AG: High Court Not Bound by Roe V. Wade

WASHINGTON - The legal right to abortion is settled for lower courts, but the Supreme Court "is not obliged to follow" the Roe v. Wade precedent, Attorney General Alberto Gonzales said Tuesday as the Senate prepared to consider John Roberts' appointment that would put a new vote on the high court.

In an interview with The Associated Press, Gonzales said a justice does not have to follow a previous ruling "if you believe it's wrong," a comment suggesting Roberts would not be bound by his past statement that the 1973 decision settled the issue.


Documents Show Roberts Influence In Reagan Era

Roberts presented a defense of bills in Congress that would have stripped the Supreme Court of jurisdiction over abortion, busing and school prayer cases; he argued for a narrow interpretation of Title IX, the landmark law that bars sex discrimination in intercollegiate athletic programs; and he even counseled his boss on how to tell the Rev. Martin Luther King Jr.'s widow that the administration was cutting off federal funding for the Atlanta center that bears his name.
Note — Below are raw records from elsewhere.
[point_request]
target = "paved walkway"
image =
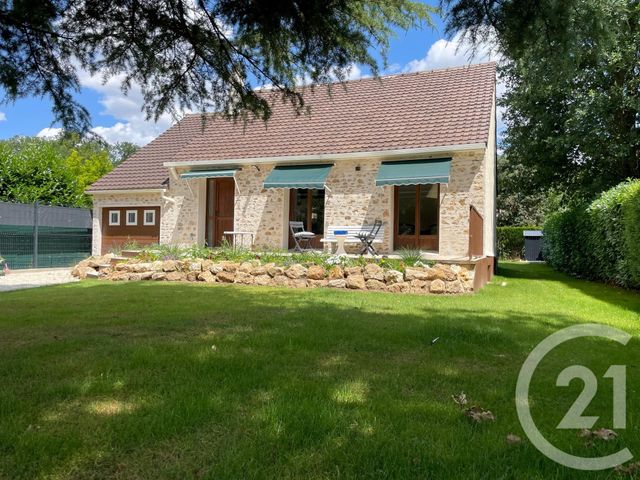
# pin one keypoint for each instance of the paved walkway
(19, 279)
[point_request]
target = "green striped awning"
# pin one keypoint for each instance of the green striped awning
(298, 176)
(414, 172)
(229, 172)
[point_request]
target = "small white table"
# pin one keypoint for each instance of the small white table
(340, 238)
(235, 234)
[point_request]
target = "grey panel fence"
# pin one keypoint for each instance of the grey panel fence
(39, 236)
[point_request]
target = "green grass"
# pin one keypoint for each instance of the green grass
(161, 380)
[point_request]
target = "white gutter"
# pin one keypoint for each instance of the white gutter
(408, 153)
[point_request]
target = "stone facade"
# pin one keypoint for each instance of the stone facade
(351, 198)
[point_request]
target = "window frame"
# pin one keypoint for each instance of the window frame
(112, 223)
(126, 218)
(144, 218)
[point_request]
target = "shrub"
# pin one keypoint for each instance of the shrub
(600, 241)
(511, 241)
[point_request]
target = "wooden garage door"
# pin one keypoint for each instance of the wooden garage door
(125, 226)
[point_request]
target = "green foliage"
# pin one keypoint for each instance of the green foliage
(54, 172)
(410, 256)
(205, 55)
(572, 103)
(511, 241)
(600, 240)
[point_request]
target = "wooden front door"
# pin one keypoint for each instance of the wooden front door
(220, 202)
(307, 206)
(417, 217)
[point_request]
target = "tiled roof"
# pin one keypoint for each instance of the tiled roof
(407, 111)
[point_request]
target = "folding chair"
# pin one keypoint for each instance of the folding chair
(301, 237)
(367, 238)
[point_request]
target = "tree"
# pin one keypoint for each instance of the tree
(573, 86)
(54, 172)
(191, 54)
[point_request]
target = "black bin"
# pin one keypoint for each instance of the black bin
(533, 245)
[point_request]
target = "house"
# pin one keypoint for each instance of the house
(415, 150)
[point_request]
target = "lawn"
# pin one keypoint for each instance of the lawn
(165, 380)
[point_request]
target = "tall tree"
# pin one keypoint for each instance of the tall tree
(572, 72)
(191, 54)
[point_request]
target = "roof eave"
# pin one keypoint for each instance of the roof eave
(406, 154)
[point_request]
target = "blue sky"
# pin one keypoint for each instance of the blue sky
(118, 118)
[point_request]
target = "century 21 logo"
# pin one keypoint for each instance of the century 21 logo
(574, 419)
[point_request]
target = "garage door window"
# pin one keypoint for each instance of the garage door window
(132, 217)
(149, 217)
(114, 217)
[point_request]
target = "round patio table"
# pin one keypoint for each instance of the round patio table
(340, 235)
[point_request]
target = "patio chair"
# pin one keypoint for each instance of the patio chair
(301, 237)
(367, 238)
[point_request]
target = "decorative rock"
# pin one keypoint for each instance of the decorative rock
(337, 283)
(373, 271)
(262, 280)
(168, 266)
(274, 271)
(373, 284)
(356, 282)
(229, 266)
(259, 270)
(245, 267)
(398, 287)
(416, 274)
(296, 271)
(281, 280)
(91, 273)
(437, 286)
(175, 276)
(315, 272)
(454, 287)
(192, 276)
(206, 276)
(443, 272)
(81, 272)
(243, 277)
(336, 273)
(298, 283)
(225, 277)
(216, 268)
(156, 266)
(419, 284)
(353, 271)
(393, 276)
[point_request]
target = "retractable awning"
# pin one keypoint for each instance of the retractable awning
(228, 172)
(414, 172)
(298, 176)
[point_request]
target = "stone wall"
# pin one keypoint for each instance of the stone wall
(350, 199)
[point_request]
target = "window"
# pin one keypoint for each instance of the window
(114, 217)
(132, 217)
(149, 217)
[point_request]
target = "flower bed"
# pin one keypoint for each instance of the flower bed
(329, 272)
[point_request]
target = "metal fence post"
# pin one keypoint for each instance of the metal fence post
(35, 234)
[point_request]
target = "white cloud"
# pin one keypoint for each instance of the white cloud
(49, 132)
(452, 53)
(132, 124)
(458, 52)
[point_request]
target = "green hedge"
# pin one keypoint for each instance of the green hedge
(601, 240)
(511, 242)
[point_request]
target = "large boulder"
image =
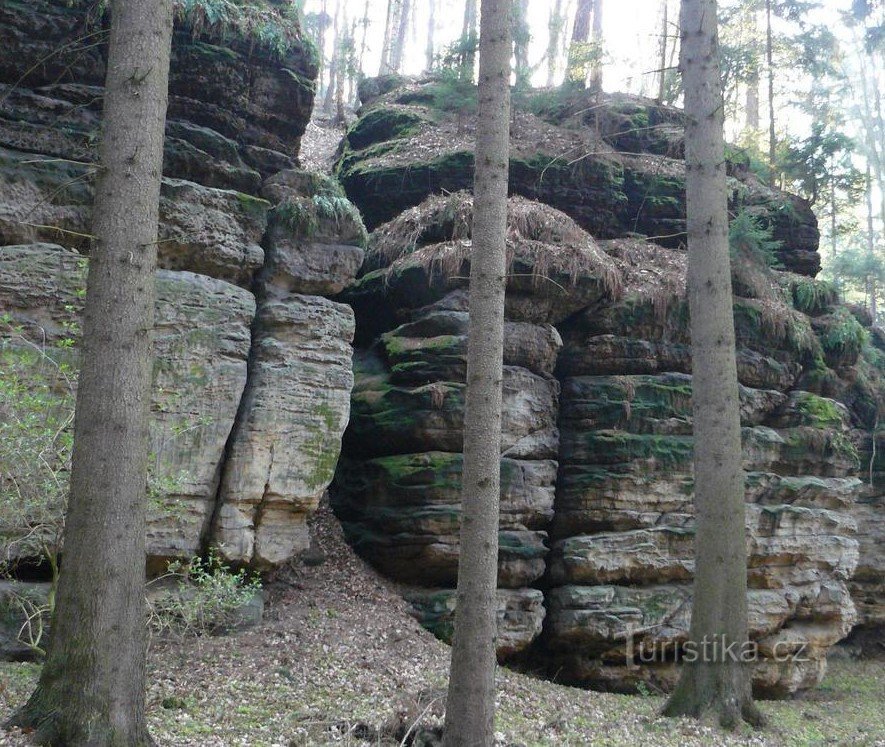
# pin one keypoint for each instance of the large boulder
(613, 163)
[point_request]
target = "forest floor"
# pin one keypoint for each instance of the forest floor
(338, 660)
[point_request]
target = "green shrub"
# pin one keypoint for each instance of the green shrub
(202, 597)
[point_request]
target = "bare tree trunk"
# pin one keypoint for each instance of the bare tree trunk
(365, 24)
(430, 50)
(714, 685)
(556, 24)
(579, 49)
(665, 35)
(389, 25)
(596, 64)
(334, 63)
(469, 40)
(396, 55)
(522, 37)
(772, 131)
(470, 708)
(91, 688)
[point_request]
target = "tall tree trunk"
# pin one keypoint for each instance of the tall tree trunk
(714, 685)
(522, 37)
(324, 15)
(596, 64)
(665, 35)
(555, 26)
(399, 45)
(389, 26)
(334, 63)
(579, 49)
(430, 49)
(91, 688)
(772, 130)
(470, 708)
(871, 239)
(365, 24)
(469, 40)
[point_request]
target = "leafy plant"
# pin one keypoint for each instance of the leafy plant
(201, 597)
(749, 237)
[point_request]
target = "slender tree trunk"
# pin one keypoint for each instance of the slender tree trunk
(470, 708)
(334, 63)
(91, 688)
(772, 130)
(469, 40)
(389, 24)
(665, 35)
(833, 209)
(579, 49)
(714, 685)
(396, 55)
(365, 24)
(555, 27)
(871, 239)
(521, 38)
(430, 50)
(596, 64)
(324, 15)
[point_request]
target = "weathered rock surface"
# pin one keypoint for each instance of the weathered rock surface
(618, 564)
(520, 616)
(252, 395)
(283, 452)
(202, 229)
(237, 109)
(202, 341)
(614, 165)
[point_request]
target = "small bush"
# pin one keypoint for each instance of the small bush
(204, 598)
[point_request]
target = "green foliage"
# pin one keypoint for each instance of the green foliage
(812, 296)
(843, 337)
(748, 237)
(275, 28)
(203, 598)
(306, 216)
(449, 92)
(36, 412)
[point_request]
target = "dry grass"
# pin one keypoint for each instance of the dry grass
(650, 273)
(543, 244)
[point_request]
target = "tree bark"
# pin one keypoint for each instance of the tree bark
(334, 63)
(91, 688)
(470, 708)
(521, 38)
(714, 685)
(396, 55)
(596, 64)
(772, 130)
(665, 31)
(579, 51)
(556, 24)
(469, 40)
(430, 49)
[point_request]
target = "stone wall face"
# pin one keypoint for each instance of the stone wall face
(597, 528)
(253, 360)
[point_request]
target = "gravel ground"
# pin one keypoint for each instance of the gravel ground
(337, 660)
(319, 145)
No wonder James Dobson likes him so much.

Monday, July 25, 2005

Will Judiciary Committee Democrats Make SCOTUS Nominee Answer the Question?

Roberts, Choice and Unity

A great post on dailykos.

Among the many questions that we have for any nominee that George Bush might put before us, there is one question, given the balance of the Supreme Court, and this President's stated positions on abortion, that is central:

Do you support the substantive consequence of Roe, upheld in Casey, guaranteeing that abortion be safe and legal in all fifty states?

Justice Ginsburg, in her nomination hearings was unequivocal on this:

[The right to an abortion] is something central to a woman's life, to her dignity. It's a decision that she must make for herself. And when government controls that decision for her, she's being treated as less than a fully adult human responsible for her own choices.

We should expect no less an affirmation from any nominee. Our question is not about Judge Roberts's technical views on Roe, or on Casey. Our question is not asking him to state how he might rule in any future case. In this, we need to be clear. We intend to ask Judge Roberts to state before the nation his support for the pragmatic consequence of Roe.